DİYANET İşleri Başkanlığı tarafından hazırlanan ve bugün İstanbul’daki camilerde okunan Cuma hutbesinde "İslam’a ve onun peygamberine karşı organize bir şekilde çok çirkin bir karalama kampanyası yürütülmektedir" denildi. Hutbede, İslam dininin hak ve adalet anlayışı ve Hz. Muhammed’in çağlar üstü örnekliğini güzel bir dil hikmetli bir üslupla anlatılamadığı, buna öncelik verilmesi gerektiği ifade edilirken, “Yeni bir medeniyet yolculuğunda İslam’ın ilerleyişine engel olmak isteyenlere asla fırsat verilmemesi” istendi.

Bugün okutulan ‘Allah’ın Son Dini İslam’ başlıklı hutbede, Allah’ın son peygamler olarak Hz. Muhammed aracılığı ile İslam mesajını bütün insanlığa tebliğ ettiği ifade edildi. Bu mesajda insanlardan Allah’ın varlığına ve birliğine iman etme, O’na hiçbir şeyi ortak koşmama ve sadece ona ibadet etmemenin istendiği belirtilirken, zulüm, cehalet ve fitneden uzaklaşılması, fakir, yoksul, muhtaç ve yetimin korunup kollaması, komşusu aç iken tok yatmama konusunda yapılan evrensel çağrının 50 yıl içerisinde Asya’dan Kuzey Afrika’ya, Atlas Okyanusu’ndan Çin Seddi’ne kadar yayıldığı belirtildi.

"ÇİRKİN KARALAMA KAMPANYASI"

Hutbede şöyle denildi:

"İslam’ın bu hızlı yayılışına ve insanların akın akın onu kabul etmesine tahammül edemeyen nice güçler, bu ilerleyişin önüne geçmek ve İslam’ın rahmet yüklü mesajlarının insanların kalplerine yerleşmesini engellemek için her türlü yola başvurdu. Bugün de bazı çevrelerce Din-i Mübin-i İslam ve Müslümanlar terör ve şiddetle özdeşleştirilmek istenmektedir. İnsanların kalplerine İslam korkusu yerleştirmek amacıyla yüce dinimiz İslam’a ve onun peygamberine karşı organize bir şekilde çok çirkin bir karalama kampanyası yürütülmektedir. Amaç açıktır; İslam’ın yayılışına ve gelişmesine engel olmak.

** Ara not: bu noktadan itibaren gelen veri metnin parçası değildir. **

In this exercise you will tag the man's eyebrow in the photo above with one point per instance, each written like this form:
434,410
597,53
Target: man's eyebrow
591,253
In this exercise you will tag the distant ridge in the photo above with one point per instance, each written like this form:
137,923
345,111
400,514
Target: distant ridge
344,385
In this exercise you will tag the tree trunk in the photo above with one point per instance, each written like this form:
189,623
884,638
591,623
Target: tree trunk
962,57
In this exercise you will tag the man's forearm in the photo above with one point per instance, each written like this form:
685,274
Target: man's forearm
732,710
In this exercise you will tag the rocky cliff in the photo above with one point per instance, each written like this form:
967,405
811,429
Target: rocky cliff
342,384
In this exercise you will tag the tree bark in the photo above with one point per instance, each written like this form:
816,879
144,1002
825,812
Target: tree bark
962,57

Kardeşlerim! Geçmişte olduğu gibi günümüzde de sürdürülen bütün bu çabaların başarısızlıkla neticeleneceğine inancımız tamdır. Hiç şüphesiz biz biliyor ve iman ediyoruz ki Allah katında geçerli olan yegane din İslam’dır. Yine biliyor ve iman ediyoruz ki kim, İslam’dan başka bir din ararsa, bilsin ki kendisinden böyle bir din asla kabul edilmeyecek ve o, ahirette hüsrana uğrayanlardan olacaktır.”

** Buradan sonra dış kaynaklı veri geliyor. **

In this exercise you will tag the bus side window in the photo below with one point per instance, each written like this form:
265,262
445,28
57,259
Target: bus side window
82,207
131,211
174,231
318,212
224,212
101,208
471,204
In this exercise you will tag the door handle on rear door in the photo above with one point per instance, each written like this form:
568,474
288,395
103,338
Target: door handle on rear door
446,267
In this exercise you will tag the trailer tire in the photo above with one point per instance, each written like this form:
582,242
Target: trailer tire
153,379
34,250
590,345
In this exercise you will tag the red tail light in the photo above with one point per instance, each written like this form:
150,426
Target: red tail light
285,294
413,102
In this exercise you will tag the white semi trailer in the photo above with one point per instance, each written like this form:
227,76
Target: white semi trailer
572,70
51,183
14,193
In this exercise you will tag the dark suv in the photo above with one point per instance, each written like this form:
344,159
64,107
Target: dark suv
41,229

TANITMA VE DOĞRU TEMSİLDE EKSİKLİKLER


İslam’ın rahmet, merhamet ve şefkat dini olduğu insanı dünya ve ahirette mutlu etmeyi, tüm insanların barış, huzur ve esenlik içerisinde yaşadığı bir dünyayı var etmeyi hedeflediği kaydedilen hutbede, şöyle devam edildi:

"Ancak bugün, İslam’ı ve onun peygamberini tanıtma ve doğru temsil etme konusunda biz Müslümanların eksikleri olduğunu da unutmamalıyız. Üzülerek belirtmek gerekir ki; bizler, İslam’ın hak ve adalet anlayışını, Peygamberimiz (s.a.s)’in çağlar üstü örnekliğini ve üstün ahlâkî vasıflarını insanlık ailesinin tüm fertlerine güzel bir dille, hikmetli bir üslupla yeterince sunamadık. Genç nesillerin duygu ve düşünce dünyalarına yeterince hitap edemedik. Öncelikli vazifemiz, müntesibi olduğumuz yüce dinimizin güzelliğini tüm insanlara anlatmak, çağların dini İslam'ı çağımıza öğretmektir.

Bu ulvi gaye için var gücümüzle çalışmaktır. Hiçbir zaman tefrikaya düşmemektir. Asla fitne bataklığına saplanmamaktır. Fakirlik ve geri kalmışlıktan bir an önce kurtulmaktır. Cehaleti ilim, hikmet ve marifetin aydınlığıyla yok etmektir. Yeni bir medeniyet yolculuğunda İslâm’ın ilerleyişine engel olmak isteyenlere asla fırsat vermemektir.”